TSMC chairman warns on slower growth in future

TSMC chairman Morris Chang warned on falling sales and profits for contract chip makers due to slower chip industry growth and more competition.

The head of the world's largest contract chip maker said his industry will have trouble maintaining sales and profit growth in the future because the overall chip industry has slowed down and there's a lot more competition.

Taiwan Semiconductor Manufacturing Co. Ltd. (TSMC) plans to expand to new markets and find new work in product areas such as chips for mobile phones, digital cameras and other consumer electronics devices in order to meet these challenges, said Morris Chang, the chairman of TSMC, at the International Solid-State Circuits Conference in San Francisco on Monday. The company released information from his speech.

Overall revenue growth in the chip industry has slowed to around 6 percent per year between 2000 and 2010, from 16 percent each year prior to 2000, he said. At the same time, more new rivals have entered the contract chip making business. His company will have to find new ways to grow despite these challenges, he said.

"Growth opportunities exist in cell-phone applications, game systems, digital TV, LCD displays, power management, MP3 devices, and digital cameras," a paper Chang submitted to the conference reads.

Developing closer relationships with the chip design companies that create chips for these kinds of products will be a key strategy for TSMC in the future. TSMC manufactures chips that are designed by other companies, a business model it pioneered. Prior to the Taiwanese company's founding, small chip design firms had to ask Intel Corp., Motorola Inc. and other big chip makers to make their chips, and these companies would only comply if their factories weren't being fully used already. Most small companies didn't have enough money to set up their own chip factory because the high tech plants used to cost around US$1 billion each. Now, a new one can cost $3.5 billion.

TSMC stepped in to fill the gap, and the result has been the steady growth of chip design companies that never build their own factories. They rely on TSMC or other foundry chip makers, including Taiwan's United Microelectronics Corp. (UMC), to manufacture their chips. Mobile phone chip developer Qualcomm Inc. and graphics chip designer Nvidia Corp. are two examples of companies that have been wildly successful, despite not owning their own factories. They farm out production to foundries such as TSMC and UMC.

The success of TSMC and UMC has caused a number of new competitors to enter the chip foundry business. IBM Corp., Samsung Semiconductor Inc., and China's Semiconductor Manufacturing International Corp. are all examples of latecomers to the foundry business.

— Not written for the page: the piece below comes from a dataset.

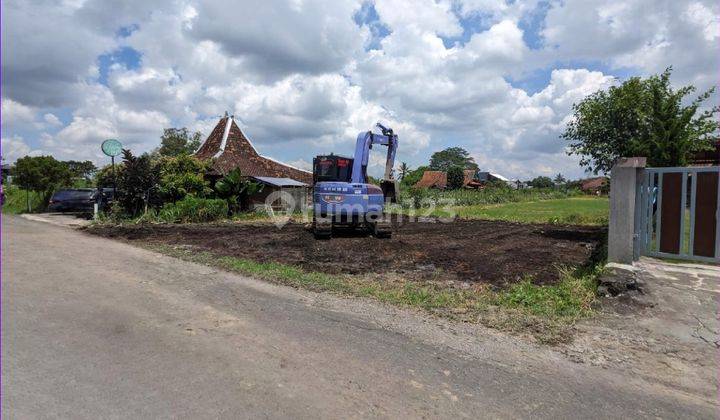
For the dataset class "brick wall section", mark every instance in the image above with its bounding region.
[195,118,312,185]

These new rivals have been able to survive, and in some cases thrive.

"The growth of the industry has attracted many companies to offer foundry services. Consequently, competition between these companies increases the potential for commoditization of foundry services," according to Chang's report. He goes on to say that going forward, the best defense for TSMC will be to engage with chip design customers far earlier in the developing stage of their products, and to offer a wider range of production services.

TSMC and UMC hold around a 75 percent share of the global chip foundry business, according to investment banking firm Merrill Lynch & Co. Inc.

Last week, TSMC said it opened its first office Bangalore, India, to find new customers and help existing ones complete their chip designs faster and bring products more quickly to market.